Seems like Southern Baptist state newsletters, er uh, newspapers like to be the center of attention. Last week the Baptist Messenger ran a note a graphic used in a previous issue of a “Proclamation on Morality” to be a “misrepresentation.” Talk about soft retraction.
If the shimmer comes off the Baptist Messenger with such an inaction, it pales when compared to the journalistic tit for tat offered sponsored by the Florida Baptist Witness. In an interview with mega church pastor and President of the SBC Johnny Hunt, James Smith Sr. offers a subtitle to the interview title derailing the entire piece.
Led to believe the GCR is about inspiring greater evangelism, putting more missionaries on the mission field, and planting more churches, the subtitle focuses attention not on Hunt’s personal gestures commensurate with the spirit of the GCR but instead comes off more as a public strong arm of Morris Chapman. In a case of, “What was he thinking?” Smith decides it more important to ask “where does Morris stand” than suggest others view Hunt’s decisions as the indicative mood of an SBC who found its glimmer of hope in the midst of decline in Louisville.

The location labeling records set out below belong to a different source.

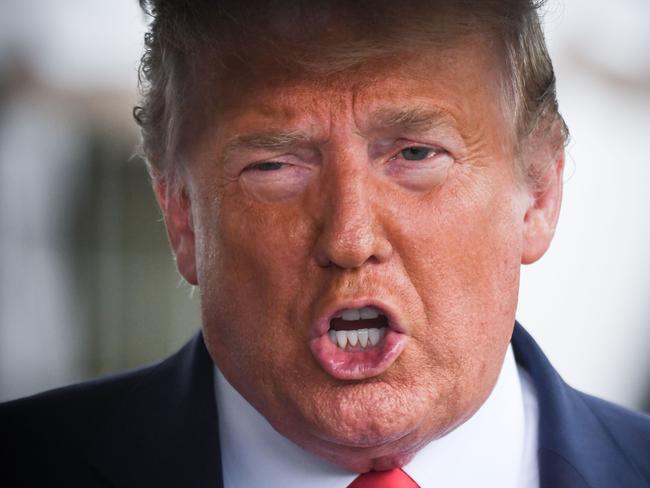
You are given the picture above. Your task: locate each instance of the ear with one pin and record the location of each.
(177, 211)
(543, 209)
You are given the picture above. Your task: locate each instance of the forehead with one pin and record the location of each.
(460, 85)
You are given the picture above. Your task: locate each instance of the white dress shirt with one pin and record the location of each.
(496, 447)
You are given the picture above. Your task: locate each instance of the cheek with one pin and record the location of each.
(462, 255)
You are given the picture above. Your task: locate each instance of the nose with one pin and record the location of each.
(349, 232)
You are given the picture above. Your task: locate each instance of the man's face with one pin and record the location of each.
(390, 188)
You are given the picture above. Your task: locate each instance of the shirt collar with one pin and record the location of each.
(489, 449)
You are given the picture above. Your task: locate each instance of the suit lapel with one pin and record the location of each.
(575, 450)
(165, 432)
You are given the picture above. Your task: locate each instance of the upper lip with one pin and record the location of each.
(322, 323)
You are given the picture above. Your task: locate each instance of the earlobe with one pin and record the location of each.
(177, 211)
(543, 211)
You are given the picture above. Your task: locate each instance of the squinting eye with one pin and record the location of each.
(416, 153)
(268, 166)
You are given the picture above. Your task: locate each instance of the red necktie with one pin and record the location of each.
(393, 478)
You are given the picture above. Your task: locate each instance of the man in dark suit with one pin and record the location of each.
(353, 186)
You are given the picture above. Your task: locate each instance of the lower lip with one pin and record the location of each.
(360, 364)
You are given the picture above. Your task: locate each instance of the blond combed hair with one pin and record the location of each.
(192, 45)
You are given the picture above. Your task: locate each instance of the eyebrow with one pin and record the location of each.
(270, 139)
(411, 119)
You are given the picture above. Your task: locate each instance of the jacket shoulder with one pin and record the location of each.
(628, 429)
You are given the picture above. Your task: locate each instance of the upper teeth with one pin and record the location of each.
(360, 313)
(363, 337)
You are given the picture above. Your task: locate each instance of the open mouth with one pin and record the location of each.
(359, 342)
(356, 329)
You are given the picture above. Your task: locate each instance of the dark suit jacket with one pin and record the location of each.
(157, 427)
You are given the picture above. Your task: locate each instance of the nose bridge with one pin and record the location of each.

Read the posts. Many lauded and continue to laud the GCR vote as one for history, the record books, and the return of the SBC whose demise may have been greatly exaggerated it is hoped. Tactics like Smith’s, along with the words of Hunt, indicate the glimmer is already coming off the GCR. Seems we cannot abide success and positive moves without sniping along the way. These aren’t new tactics. These are the ones of days gone by – CR days gone by. Still ringing in my ears are the words, “But Todd, you don’t know what some of them have done to us.”
There is no place in a GCR for manipulative editorials. No place for Presidential sniping. No call for doing what we have always done. But, I guess now that the SBC is beyond 150 years old it is time to do as we do with traditional churches we believe cannot grow. Let’s throw it over and start something new. Denominational types have been telling faithful pastors that since they do not grow as fast as others, it is time for something better. What is good for the church is good for the denomination.

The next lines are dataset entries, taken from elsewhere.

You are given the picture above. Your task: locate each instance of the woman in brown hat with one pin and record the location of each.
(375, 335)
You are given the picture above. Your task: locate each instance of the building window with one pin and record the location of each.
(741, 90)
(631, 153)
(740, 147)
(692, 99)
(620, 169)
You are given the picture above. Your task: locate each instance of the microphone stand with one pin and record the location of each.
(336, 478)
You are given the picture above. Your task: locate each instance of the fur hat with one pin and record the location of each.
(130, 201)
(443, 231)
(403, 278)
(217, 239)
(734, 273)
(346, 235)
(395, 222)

Whatever description we want to give the second generation CR group will not in any way change things if we do not see different tactics. The glimmer may not be gone, but the shine is sure coming off.
I have read, heard, and talked with folks who think Morris Chapman to have slipped in his leadership skill in the SBC. Calls for his resignation have come from varied places. The more we hear and read pieces like what Smith offers the more some of us are going to wonder if there is not something to Morris’ reticence to go along in the beginning. Could it be he noticed this was simply a re-arranging the deck chairs on the Titanic? And, if it is discovered this is nothing more than a streamlining, read restructuring, then any bureaucracy that emerges will be insufficient. We will soon be asking, “Why would we throw good money after bad?”
My simple read of the Scriptures indicates what is prayed for is laborers – people. When we continue to make money the means to our demise we are simply asking the people of the SBC to fund a monumental bailout that will in the end not lead to lives lived in the way of Jesus drawing people to hope and faith in Jesus, the Christ.
I am still going to beat my drum. What we need is a Great Commandment Resurgence. Getting the Great Commission ahead of the Great Commandment misses the point of Jesus’ life. It is about our love for the other.